Bolivia es, hoy, un país en el que se ha vuelto muy fácil decir la palabra fraude. Y, tras lo ocurrido esta última semana, es posible pensar que esa palabra ya no hace referencia solamente a un cúmulo de acciones planificadas para revertir los resultados de la voluntad popular en un determinado proceso electoral, sino más bien se puede decir que su fácil evocación es un síntoma claro de un desborde del léxico democrático.

Para consolidar la ruptura de la institucionalidad democrática era necesario ponerle en frente una idea en torno a la voluntad popular que la pudiera hacer tambalear. La repostulación del expresidente Morales, en irrespeto a la votación del referéndum de 2016, puso en bandeja la excusa perfecta para que gran parte de la ciudadanía, indignada, se volcara a las calles optando por pasarse por encima las instituciones que habían posibilitado ese hecho. Pero entre 2016 y 2019 habían pasado tres años y en la sociedad global hiperdigitalizada, donde cada segundo ocurre un hecho que es un mundo semántico en sí mismo y que, si nos involucra, puede acabar con todo nuestro espectro emocional en segundos, era difícil que una simple reavivación de un discurso como el del 21F pudiera remover tan a fondo las emocionalidades para exacerbarlas al punto de movilizarlas en 2019. Por eso era necesario un nuevo dispositivo discursivo, uno que permitiera rememorar el malestar por una ilegítima repostulación pero que, a la vez,  pudiera dar una estocada final a la paciencia democrática: dejar el centro, abandonar la institucionalidad. Ese nuevo dispositivo discursivo fue la palabra fraude y conllevó toda una narrativa posterior que se fue construyendo incesantemente, por varios poderes políticos y mediáticos, a través de los siguientes meses.

Los dispositivos discursivos pueden llegar a tener el efecto inmunitario al que Roberto Esposito hace mención cuando se refiere a la lógica de la biopolítica. Esto es que, a reserva de la fe con la que se inserta un dispositivo discursivo en un determinado conflicto, su inserción en un grado insoportable puede llevar a causar el efecto contrario. Una causa, al ser excedida en su objetivo, puede llegar a volverse contra ella misma.

La estrategia de hacer de la palabra fraude el núcleo para una extensa e insistente narrativa, junto al uso de otras palabras para la estigmatización continua y desenfrenada de un grupo político, terminó desbordando los propios bordes semánticos de estas palabras que, ante los hechos políticos registrados el pasado domingo, se están volviendo desechos semióticos que existen pero ya no dicen ni significan nada.

Los unos la resignifican para engalanar su victoria, señalando que en este país el triunfo es de aquellos que fueron llamados machaconamente “bestias humanas” y “salvajes”. Y los otros la usan a conveniencia para justificar su derrota, arguyendo que todo lo que no pueden entender tiene por nombre: fraude.

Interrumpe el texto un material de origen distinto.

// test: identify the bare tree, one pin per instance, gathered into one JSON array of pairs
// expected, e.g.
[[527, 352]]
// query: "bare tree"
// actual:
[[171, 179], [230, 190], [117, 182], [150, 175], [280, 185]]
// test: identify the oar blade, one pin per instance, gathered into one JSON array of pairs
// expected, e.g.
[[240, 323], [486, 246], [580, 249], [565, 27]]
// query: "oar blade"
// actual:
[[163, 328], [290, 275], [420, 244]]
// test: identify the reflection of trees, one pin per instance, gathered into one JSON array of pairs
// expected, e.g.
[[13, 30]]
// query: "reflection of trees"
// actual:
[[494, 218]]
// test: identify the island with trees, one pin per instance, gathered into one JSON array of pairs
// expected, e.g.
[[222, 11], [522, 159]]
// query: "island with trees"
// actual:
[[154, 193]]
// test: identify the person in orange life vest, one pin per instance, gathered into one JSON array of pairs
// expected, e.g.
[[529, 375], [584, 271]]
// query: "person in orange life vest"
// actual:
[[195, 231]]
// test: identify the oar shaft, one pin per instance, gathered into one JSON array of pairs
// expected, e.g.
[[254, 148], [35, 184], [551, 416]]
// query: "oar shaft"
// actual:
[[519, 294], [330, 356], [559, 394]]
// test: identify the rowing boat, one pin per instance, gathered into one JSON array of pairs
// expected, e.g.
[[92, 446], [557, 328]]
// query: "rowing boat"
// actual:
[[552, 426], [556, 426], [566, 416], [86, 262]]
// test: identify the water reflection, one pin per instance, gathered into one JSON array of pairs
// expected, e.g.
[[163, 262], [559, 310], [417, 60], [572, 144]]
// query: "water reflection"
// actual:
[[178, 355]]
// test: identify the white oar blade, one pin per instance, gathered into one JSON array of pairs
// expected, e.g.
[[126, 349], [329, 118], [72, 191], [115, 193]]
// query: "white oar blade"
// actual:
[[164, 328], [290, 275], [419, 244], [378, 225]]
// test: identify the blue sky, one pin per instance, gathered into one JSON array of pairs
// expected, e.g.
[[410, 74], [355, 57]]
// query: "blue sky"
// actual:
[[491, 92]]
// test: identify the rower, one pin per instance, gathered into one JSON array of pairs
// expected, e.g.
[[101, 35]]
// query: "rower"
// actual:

Ah, las palabras, esas que quedan por llenar de significado y estas que se están vaciando. Tantas de ellas que deberemos desechar, inventar y resignificar. Ya lo ponía como desafío el más grande de los ángeles poetas: “La lágrima fue dicha (…) Después de haber hablado, de haber vertido lágrimas, silencio y sonreíd: nada es lo mismo. Habrá palabras nuevas para la nueva historia y es preciso encontrarlas antes de que sea tarde”.